Adding Down syndrome to the CDC list of high-risk conditions has had implications for vaccine prioritization and distribution, another topic which is discussed in detail in the new COVID-19 and Down Syndrome Resource.
“This Resource is very helpful in explaining the vaccines and when the CDC recommends those with Down syndrome should get it,” says Dolores Zarate, founder of Down By The Border in Texas and mother of Zariah, who has Down syndrome. “It also makes it clear that the governors and states will ultimately decide who gets it when, and we will continue to advocate for individuals with disabilities to move up in priority.”
This Resource is informational only and not intended to provide medical advice or related advice. This Resource should NOT be considered a substitute for the advice of medical professionals or other professionals. Consult with your doctor or other healthcare professional(s) for medical advice.
The following national and international organizations support the COVID-19 & Down Syndrome Resource: Down Syndrome Affiliates in Action, Exceptional Parenting Magazine, GiGi’s Playhouse, International Mosaic Down Syndrome Association, Jerome Lejeune Foundation, Matthew Foundation, T21 Research Society, and Down Syndrome Association of Ontario.

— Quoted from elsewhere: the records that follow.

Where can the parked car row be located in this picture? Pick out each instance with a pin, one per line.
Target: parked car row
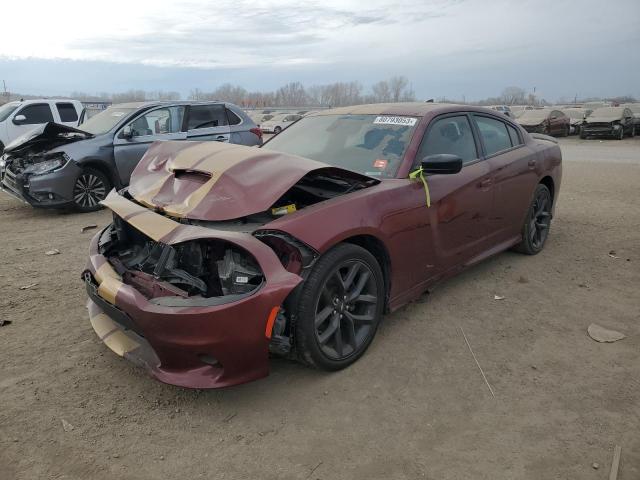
(604, 121)
(271, 121)
(219, 255)
(60, 164)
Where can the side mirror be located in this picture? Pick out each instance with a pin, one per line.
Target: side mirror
(442, 164)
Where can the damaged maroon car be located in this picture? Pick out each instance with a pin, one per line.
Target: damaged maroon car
(220, 254)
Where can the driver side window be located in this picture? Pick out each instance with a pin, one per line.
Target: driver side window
(450, 135)
(161, 121)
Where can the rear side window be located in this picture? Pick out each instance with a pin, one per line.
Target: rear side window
(37, 113)
(449, 135)
(494, 135)
(233, 118)
(67, 112)
(207, 116)
(513, 134)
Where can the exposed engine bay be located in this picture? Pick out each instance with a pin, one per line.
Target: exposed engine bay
(199, 268)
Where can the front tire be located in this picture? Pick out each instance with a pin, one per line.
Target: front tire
(341, 306)
(91, 187)
(537, 222)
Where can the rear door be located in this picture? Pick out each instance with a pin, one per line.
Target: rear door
(208, 122)
(514, 176)
(162, 123)
(67, 113)
(34, 114)
(464, 200)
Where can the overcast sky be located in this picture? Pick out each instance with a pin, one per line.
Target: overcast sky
(446, 48)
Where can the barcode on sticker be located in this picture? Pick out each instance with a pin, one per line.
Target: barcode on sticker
(405, 121)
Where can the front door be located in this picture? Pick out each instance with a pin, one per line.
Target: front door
(208, 123)
(462, 201)
(164, 123)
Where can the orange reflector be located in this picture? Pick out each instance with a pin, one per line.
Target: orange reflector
(270, 320)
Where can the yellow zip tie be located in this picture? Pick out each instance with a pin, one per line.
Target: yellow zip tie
(420, 174)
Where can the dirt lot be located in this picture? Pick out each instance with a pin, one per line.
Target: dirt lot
(415, 406)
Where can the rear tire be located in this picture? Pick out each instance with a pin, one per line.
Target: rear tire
(340, 308)
(91, 187)
(537, 222)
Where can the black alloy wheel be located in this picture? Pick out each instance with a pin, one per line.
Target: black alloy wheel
(340, 308)
(537, 223)
(90, 189)
(345, 311)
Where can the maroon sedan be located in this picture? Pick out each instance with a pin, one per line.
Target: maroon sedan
(220, 254)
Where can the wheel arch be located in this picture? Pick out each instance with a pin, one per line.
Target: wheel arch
(548, 182)
(377, 248)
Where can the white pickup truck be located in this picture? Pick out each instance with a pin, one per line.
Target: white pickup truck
(17, 118)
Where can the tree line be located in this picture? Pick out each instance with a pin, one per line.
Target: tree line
(337, 94)
(295, 94)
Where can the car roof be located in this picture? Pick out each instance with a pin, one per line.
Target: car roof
(417, 109)
(154, 103)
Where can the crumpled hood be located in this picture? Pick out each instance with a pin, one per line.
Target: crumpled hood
(49, 133)
(218, 181)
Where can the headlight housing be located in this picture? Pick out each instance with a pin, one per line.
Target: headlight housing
(48, 165)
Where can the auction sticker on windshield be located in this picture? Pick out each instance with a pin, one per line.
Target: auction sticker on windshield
(407, 121)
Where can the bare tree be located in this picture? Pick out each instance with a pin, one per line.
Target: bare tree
(513, 96)
(292, 94)
(381, 92)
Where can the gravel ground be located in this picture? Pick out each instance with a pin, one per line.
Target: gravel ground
(415, 406)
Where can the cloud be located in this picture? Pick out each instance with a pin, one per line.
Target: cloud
(462, 46)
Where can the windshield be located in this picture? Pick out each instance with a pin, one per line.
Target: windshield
(7, 109)
(106, 120)
(373, 145)
(534, 115)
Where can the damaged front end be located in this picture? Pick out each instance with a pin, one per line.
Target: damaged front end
(193, 279)
(31, 169)
(195, 306)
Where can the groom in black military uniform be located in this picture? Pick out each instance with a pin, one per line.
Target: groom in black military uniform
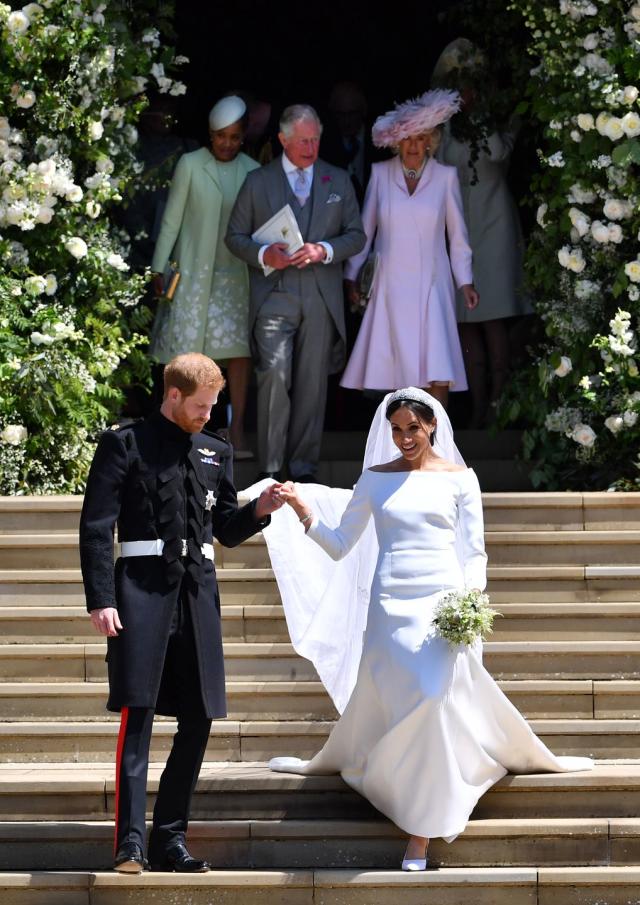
(167, 483)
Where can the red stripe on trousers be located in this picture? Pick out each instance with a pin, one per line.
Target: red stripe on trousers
(124, 718)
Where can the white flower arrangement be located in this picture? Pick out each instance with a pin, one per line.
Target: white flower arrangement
(587, 429)
(464, 617)
(72, 77)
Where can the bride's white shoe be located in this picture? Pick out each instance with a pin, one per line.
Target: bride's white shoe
(414, 863)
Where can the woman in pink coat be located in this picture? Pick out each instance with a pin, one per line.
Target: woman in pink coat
(409, 334)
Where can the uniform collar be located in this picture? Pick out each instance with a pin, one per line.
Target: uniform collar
(169, 430)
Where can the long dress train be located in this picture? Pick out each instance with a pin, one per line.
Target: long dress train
(426, 730)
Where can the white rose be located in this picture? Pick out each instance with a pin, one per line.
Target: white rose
(600, 232)
(76, 247)
(615, 233)
(631, 124)
(41, 339)
(117, 261)
(33, 10)
(14, 434)
(18, 23)
(584, 435)
(579, 220)
(75, 194)
(35, 285)
(586, 122)
(45, 214)
(613, 128)
(104, 165)
(614, 423)
(565, 367)
(541, 214)
(614, 209)
(632, 270)
(26, 99)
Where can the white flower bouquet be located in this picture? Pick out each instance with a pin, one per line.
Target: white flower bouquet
(462, 617)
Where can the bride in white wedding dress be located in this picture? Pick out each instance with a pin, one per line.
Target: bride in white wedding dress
(426, 730)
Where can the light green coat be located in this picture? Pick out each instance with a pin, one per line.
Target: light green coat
(189, 234)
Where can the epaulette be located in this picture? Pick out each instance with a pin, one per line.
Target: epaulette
(123, 425)
(216, 436)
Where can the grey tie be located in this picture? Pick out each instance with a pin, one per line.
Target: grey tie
(301, 187)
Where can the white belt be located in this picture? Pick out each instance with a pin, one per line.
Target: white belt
(155, 548)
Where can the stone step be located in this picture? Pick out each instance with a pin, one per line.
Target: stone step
(73, 698)
(447, 886)
(278, 662)
(250, 791)
(251, 623)
(506, 584)
(503, 511)
(28, 733)
(316, 844)
(610, 547)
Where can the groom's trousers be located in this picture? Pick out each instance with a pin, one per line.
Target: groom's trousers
(173, 802)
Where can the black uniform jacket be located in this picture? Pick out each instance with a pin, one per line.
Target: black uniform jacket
(157, 481)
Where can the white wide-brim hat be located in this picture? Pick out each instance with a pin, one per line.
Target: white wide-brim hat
(422, 114)
(227, 111)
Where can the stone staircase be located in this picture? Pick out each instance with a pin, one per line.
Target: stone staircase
(565, 574)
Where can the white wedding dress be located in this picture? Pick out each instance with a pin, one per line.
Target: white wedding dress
(426, 730)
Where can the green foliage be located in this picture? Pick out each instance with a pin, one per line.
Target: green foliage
(72, 329)
(581, 393)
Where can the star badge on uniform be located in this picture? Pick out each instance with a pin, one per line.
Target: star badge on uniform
(208, 456)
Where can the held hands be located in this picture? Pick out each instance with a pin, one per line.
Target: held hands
(277, 256)
(106, 621)
(288, 493)
(268, 501)
(310, 253)
(471, 296)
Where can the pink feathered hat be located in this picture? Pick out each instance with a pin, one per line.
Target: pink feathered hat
(415, 116)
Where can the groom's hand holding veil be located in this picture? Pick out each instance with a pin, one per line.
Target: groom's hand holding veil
(288, 493)
(269, 501)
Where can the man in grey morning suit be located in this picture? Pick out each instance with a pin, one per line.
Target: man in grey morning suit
(296, 314)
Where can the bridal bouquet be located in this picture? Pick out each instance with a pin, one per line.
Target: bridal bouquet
(463, 616)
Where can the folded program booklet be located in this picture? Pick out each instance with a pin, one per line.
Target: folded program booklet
(282, 227)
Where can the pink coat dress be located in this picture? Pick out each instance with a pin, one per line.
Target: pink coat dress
(409, 335)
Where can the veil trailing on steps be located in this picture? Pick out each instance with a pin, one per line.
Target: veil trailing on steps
(326, 602)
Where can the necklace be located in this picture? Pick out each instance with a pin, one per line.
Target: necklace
(414, 174)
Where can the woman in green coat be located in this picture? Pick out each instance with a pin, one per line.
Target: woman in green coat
(209, 310)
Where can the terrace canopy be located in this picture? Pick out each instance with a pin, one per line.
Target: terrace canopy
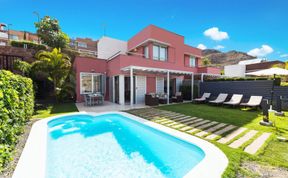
(133, 69)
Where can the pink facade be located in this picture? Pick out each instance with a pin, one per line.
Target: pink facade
(177, 58)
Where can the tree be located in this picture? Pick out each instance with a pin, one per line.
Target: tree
(206, 61)
(55, 65)
(50, 33)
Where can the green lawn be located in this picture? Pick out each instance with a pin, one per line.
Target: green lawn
(48, 110)
(274, 153)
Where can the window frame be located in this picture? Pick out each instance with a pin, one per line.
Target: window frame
(146, 52)
(190, 63)
(158, 57)
(92, 82)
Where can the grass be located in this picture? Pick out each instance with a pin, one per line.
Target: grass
(48, 110)
(274, 153)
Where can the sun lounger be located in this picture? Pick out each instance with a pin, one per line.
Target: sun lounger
(204, 97)
(220, 99)
(235, 100)
(254, 101)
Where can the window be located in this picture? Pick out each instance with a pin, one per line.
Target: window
(13, 37)
(192, 61)
(146, 52)
(83, 45)
(90, 83)
(159, 52)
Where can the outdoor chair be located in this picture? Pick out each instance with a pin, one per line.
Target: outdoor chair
(162, 98)
(177, 98)
(235, 100)
(151, 99)
(204, 97)
(87, 100)
(254, 102)
(220, 99)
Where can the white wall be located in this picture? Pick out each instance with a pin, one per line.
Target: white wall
(107, 47)
(122, 89)
(235, 70)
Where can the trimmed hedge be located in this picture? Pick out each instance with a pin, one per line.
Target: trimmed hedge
(16, 108)
(30, 45)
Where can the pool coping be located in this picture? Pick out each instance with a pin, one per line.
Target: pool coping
(32, 162)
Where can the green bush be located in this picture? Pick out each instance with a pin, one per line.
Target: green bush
(30, 45)
(16, 107)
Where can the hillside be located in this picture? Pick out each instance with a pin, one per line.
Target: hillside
(221, 58)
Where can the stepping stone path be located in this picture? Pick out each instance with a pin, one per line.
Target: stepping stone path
(256, 144)
(232, 135)
(242, 140)
(212, 129)
(220, 132)
(237, 137)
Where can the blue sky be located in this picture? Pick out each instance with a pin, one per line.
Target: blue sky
(255, 26)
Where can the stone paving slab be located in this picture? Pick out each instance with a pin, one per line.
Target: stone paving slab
(232, 135)
(219, 132)
(199, 123)
(188, 119)
(257, 143)
(192, 130)
(186, 128)
(242, 140)
(207, 125)
(212, 129)
(193, 121)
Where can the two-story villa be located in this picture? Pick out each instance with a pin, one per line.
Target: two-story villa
(153, 61)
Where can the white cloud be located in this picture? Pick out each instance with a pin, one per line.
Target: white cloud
(261, 52)
(283, 55)
(215, 34)
(219, 47)
(201, 46)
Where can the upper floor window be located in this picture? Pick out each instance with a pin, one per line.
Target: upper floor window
(83, 45)
(146, 52)
(13, 37)
(160, 52)
(192, 61)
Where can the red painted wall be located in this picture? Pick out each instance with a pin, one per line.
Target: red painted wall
(151, 85)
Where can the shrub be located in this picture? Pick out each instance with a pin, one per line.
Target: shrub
(30, 45)
(16, 107)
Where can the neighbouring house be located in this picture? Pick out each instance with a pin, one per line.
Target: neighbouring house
(243, 67)
(153, 61)
(84, 45)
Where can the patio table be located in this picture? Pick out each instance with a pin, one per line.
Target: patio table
(96, 99)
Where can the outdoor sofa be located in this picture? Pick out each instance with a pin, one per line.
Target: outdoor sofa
(203, 98)
(235, 100)
(220, 99)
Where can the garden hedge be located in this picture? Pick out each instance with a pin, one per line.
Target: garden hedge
(30, 45)
(16, 108)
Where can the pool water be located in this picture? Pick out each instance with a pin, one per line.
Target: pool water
(112, 145)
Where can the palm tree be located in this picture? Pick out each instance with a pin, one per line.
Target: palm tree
(55, 65)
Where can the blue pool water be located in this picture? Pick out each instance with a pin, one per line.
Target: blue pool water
(111, 145)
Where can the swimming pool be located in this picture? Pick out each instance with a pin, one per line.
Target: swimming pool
(117, 145)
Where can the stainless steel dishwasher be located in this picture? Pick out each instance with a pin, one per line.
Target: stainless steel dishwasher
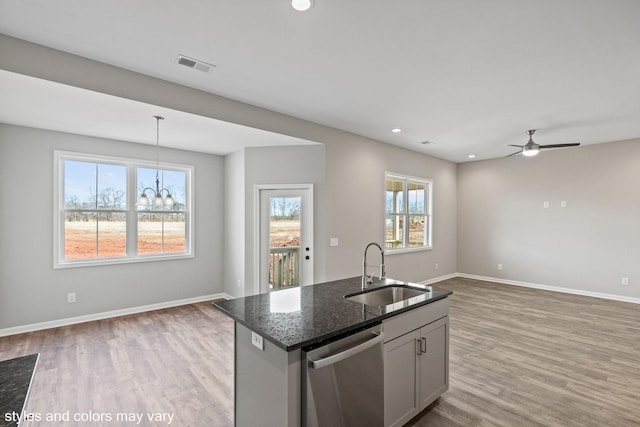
(343, 382)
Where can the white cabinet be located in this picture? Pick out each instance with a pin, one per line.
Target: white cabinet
(416, 363)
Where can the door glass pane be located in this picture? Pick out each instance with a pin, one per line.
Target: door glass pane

This Resource is copyrighted and cannot be duplicated on any website or edited without infringement of intellectual property. However, families, friends, and professionals are encouraged to visit any of the consortium member websites hyperlinked below to download a PDF or share the PDF by email, text, or social media.
About the National Consortium
Down Syndrome Medical Interest Group-USA (DSMIG-USA)
DSMIG-USA is a group of health professionals committed to promoting the optimal health care and wellness of individuals with Down syndrome across the lifespan.
Global Down Syndrome Foundation (GLOBAL)
The Global Down Syndrome Foundation is the largest non-profit in the U.S. working to save lives and dramatically improve health outcomes for people with Down syndrome.
LuMind IDSC Foundation (LuMind IDSC)
The LuMind IDSC Foundation is a non-profit organization that accelerates Down syndrome research to increase availability of therapeutic, diagnostic, and medical care options and empowers families through education, connections, and support.
National Down Syndrome Congress (NDSC)
The National Down Syndrome Congress is a not-for-profit organization dedicated to an improved world for individuals with Down syndrome.
National Down Syndrome Society (NDSS)
The mission of the National Down Syndrome Society is to be the leading human rights organization for all individuals with Down syndrome.
National Task Group of Intellectual Disabilities and Dementia Practices (NTG)
The NTG’s mission is to advocate for services and supports for people with intellectual disability and their families who are affected by Alzheimer’s disease and dementias.